Frammenti d’America: Last Stop Before Chocolate Mountain di Susanna Della Sala
Sulla riva del lago Salton sorge Bombay Beach, una piccola città della California. Si respira un’aria di libertà: gli abitanti sono pochi e liberi da istituzioni come polizia e tribunale, non ci sono molti negozi e tutti si conoscono lì da molti anni, tra chi ci arrivò quando ancora la città era una meta balneare di spicco, una vera e propria riviera nel cuore del deserto californiano, e chi ha deciso di andarsene per la crescente insostenibilità climatica che ha incorniciato il panorama con un’aura post-apocalittica. Nonostante la nomea di città fantasma, la popolazione di questo luogo disastrato non smette di coltivare i valori di uno slancio vitale che si produce in un’intensa attività artistica, tanto che il puro e artigianale atto creativo portato da giovani artisti ha fatto rinascere la città sotto una nuova luce.

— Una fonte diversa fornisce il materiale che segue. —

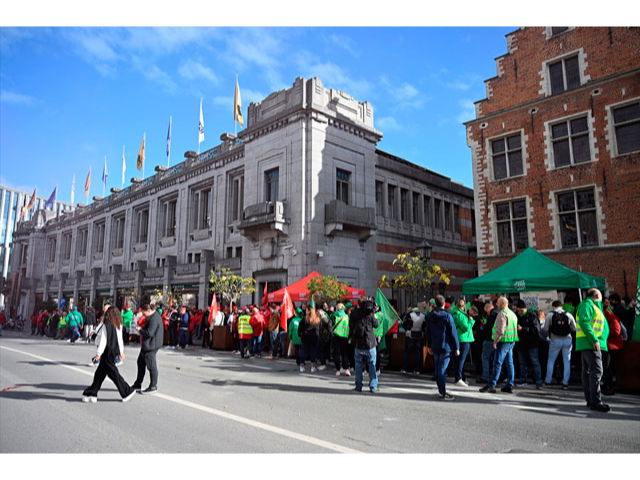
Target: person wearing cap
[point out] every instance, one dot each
(245, 331)
(529, 338)
(413, 340)
(504, 337)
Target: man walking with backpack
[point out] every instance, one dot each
(558, 327)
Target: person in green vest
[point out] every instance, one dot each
(340, 341)
(62, 325)
(464, 328)
(379, 333)
(296, 341)
(127, 316)
(504, 336)
(245, 332)
(76, 322)
(592, 332)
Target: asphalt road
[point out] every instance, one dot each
(215, 402)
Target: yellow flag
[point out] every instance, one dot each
(141, 155)
(237, 109)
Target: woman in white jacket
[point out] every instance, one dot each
(109, 346)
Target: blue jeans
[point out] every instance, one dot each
(274, 342)
(441, 361)
(75, 334)
(487, 352)
(555, 347)
(309, 346)
(503, 354)
(411, 344)
(368, 356)
(256, 345)
(459, 360)
(532, 355)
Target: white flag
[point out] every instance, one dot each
(124, 166)
(200, 127)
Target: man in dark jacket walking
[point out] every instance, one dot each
(529, 339)
(362, 324)
(442, 340)
(152, 338)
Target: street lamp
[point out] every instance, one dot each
(424, 251)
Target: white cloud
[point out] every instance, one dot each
(387, 124)
(17, 98)
(193, 70)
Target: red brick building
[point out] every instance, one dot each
(556, 152)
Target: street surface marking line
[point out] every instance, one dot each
(229, 416)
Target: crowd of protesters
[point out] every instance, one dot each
(489, 333)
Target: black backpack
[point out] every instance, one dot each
(560, 324)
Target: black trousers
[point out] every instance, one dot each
(147, 360)
(107, 368)
(340, 352)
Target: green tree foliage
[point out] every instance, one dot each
(230, 285)
(415, 275)
(326, 289)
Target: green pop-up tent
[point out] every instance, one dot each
(531, 271)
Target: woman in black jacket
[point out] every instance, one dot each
(309, 331)
(109, 344)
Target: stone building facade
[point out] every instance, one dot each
(555, 151)
(303, 187)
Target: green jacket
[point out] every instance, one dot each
(464, 325)
(126, 318)
(589, 322)
(293, 330)
(75, 319)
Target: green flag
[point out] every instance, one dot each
(636, 324)
(389, 316)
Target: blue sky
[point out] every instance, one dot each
(70, 96)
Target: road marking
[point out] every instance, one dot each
(212, 411)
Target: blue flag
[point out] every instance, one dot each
(52, 198)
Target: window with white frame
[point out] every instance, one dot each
(343, 185)
(98, 237)
(570, 139)
(511, 223)
(272, 184)
(236, 197)
(577, 218)
(391, 201)
(564, 74)
(506, 155)
(168, 210)
(200, 208)
(83, 235)
(142, 225)
(118, 231)
(379, 200)
(626, 121)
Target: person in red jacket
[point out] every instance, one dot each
(614, 344)
(257, 323)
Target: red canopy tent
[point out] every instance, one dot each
(299, 293)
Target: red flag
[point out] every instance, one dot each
(214, 308)
(287, 310)
(264, 295)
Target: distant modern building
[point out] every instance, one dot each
(555, 148)
(11, 203)
(303, 187)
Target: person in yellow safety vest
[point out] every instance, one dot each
(340, 341)
(505, 336)
(592, 332)
(245, 332)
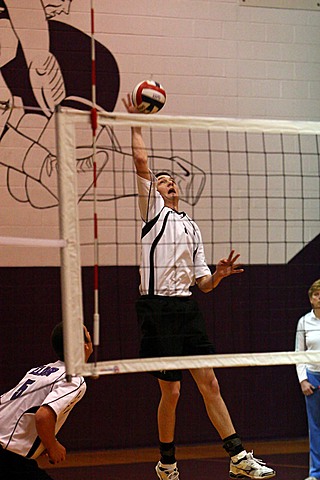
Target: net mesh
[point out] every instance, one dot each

La regista Susanna Della Sala ha trascorso nove mesi a Bombay Beach, documentando il mutamento della comunità con un ammirabile lavoro che si è sviluppato nell’arco di quattro anni, cogliendo il significativo momento in cui la comunità di artisti si è consolidata maggiormente fino ad istituire una vera e propria Biennale d’Arte. Last Stop Before Chocolate Moutain ci invita a soffermarci in questa wasteland incastonata tra l’aura residuale di un lago morto e le vette della catena montuosa cui si riferisce il titolo, dove alcuni pittoreschi personaggi, osservati dallo sguardo curioso e partecipe di Della Sala, orbitano in un paesaggio onirico sospeso tra rovina e rinascita. Tra i tanti ci sono in particolare Adam, un uomo di 57 anni, e Sonia, sua madre, che si stabilì a Bombay Beach con i figli negli anni Settanta per fuggire da un marito violento. Nel film li seguiamo separatamente perché non si parlano più da anni, motivo iniziale dell’irrequietezza che ci presenta un Adam libero di scatenarsi con la sua BMX, prolungando i giochi dell’infanzia dopo un burrascoso passato segnato da rapine in banca. E poi c’è Attaway, artista in fuga dalla città che trova a Bombay Beach una nuova oasi di ispirazione e dialogo con la gente del posto, tra cui un veterano del Vietnam vittima di PTSD, un principe italiano e un ventaglio di personalità che colora sempre di più l’intensa attività artistica.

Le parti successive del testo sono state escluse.